Haushalt 2021: Deutschland braucht eine haushaltspolitische Wende

„Dem Bundesfinanzminister laufe der Haushalt komplett aus dem Ruder.“, kritisiert der
FDP-Bundestagsabgeordnete Dr. Marcus Faber die Planungen für den Haushalt 2021. Der Haushaltsentwurf der Bundesregierung sieht eine Neuverschuldung von über 96 MilliardenEuro vor. Der Schuldenberg wächst damit dieses und nächstes Jahr um insgesamt 314 Milliarden Euro.
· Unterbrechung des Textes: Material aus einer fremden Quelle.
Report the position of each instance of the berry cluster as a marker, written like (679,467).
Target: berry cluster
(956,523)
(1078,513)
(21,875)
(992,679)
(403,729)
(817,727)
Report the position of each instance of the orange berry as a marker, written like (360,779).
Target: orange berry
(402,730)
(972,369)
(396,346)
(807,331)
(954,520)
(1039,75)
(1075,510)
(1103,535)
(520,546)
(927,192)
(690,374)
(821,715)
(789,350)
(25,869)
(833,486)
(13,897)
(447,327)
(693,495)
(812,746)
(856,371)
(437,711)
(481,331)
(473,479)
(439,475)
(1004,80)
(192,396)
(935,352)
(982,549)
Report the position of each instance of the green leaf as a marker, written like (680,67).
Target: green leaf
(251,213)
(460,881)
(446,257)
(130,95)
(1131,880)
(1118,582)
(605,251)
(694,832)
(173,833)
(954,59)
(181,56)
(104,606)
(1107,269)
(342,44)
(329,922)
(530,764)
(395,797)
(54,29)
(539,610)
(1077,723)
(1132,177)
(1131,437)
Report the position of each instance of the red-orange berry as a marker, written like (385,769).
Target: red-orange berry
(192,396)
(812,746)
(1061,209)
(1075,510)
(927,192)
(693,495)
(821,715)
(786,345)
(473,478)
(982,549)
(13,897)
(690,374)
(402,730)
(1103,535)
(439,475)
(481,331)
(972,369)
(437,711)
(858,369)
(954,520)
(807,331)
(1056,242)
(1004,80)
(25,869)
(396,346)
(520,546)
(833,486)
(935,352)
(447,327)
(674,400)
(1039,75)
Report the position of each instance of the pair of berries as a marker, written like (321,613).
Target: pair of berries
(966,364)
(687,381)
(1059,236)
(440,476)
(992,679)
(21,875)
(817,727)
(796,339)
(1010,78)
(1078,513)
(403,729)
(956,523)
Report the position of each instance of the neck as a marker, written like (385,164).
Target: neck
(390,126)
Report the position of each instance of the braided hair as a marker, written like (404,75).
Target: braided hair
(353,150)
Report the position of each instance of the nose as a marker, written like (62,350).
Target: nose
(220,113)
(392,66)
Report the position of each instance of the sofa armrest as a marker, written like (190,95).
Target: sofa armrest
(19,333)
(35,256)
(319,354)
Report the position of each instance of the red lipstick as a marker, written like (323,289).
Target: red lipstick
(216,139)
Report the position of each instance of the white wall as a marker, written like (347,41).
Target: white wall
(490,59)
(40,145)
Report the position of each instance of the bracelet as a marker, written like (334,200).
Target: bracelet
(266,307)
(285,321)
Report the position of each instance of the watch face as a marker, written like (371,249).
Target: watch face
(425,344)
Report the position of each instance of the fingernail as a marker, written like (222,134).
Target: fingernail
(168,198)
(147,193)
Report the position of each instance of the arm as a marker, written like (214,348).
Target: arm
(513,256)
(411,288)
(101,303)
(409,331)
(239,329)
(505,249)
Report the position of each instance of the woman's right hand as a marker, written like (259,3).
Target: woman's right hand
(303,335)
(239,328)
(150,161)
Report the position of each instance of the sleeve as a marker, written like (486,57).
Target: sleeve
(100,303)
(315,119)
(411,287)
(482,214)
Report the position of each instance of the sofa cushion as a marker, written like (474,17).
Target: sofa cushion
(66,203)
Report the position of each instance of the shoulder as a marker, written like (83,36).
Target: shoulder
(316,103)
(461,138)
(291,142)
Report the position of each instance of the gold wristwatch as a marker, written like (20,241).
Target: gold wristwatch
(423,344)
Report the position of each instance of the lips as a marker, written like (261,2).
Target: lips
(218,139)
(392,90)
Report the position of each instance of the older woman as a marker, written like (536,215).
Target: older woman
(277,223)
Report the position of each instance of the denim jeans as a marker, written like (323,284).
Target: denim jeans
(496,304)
Weiter stellt Faber ernüchternd fest: „Olaf Scholz wird zum traurigen Schuldenkönig und die Union schaut zu.“

„Deutschland braucht eine haushaltspolitische Wende mit spürbarer Entlastung für die
Bürgerinnen und Bürger statt unbegrenzter Verschuldung.“ so Faber. Denn der SPDKanzlerkandidat drücke sich um alle anstehenden Entscheidungen und versuche, mit immer neuen Krediten von seinen roten Zahlen und Budgetlöchern abzulenken. Der
Finanzminister plane sogar, die Schuldenbremse erneut auszusetzen. „Das ist hoch riskant, denn man kann die viertgrößte Volkswirtschaft der Welt nicht dauerhaft auf Pump finanzieren.“, kritisiert Faber, der am vergangenen Wochenende zum Spitzenkandidaten der FDP in Sachsen-Anhalt für die kommende Bundestagswahl gewählt wurde, die Wahlkampftaktik der Regierungsfraktionen.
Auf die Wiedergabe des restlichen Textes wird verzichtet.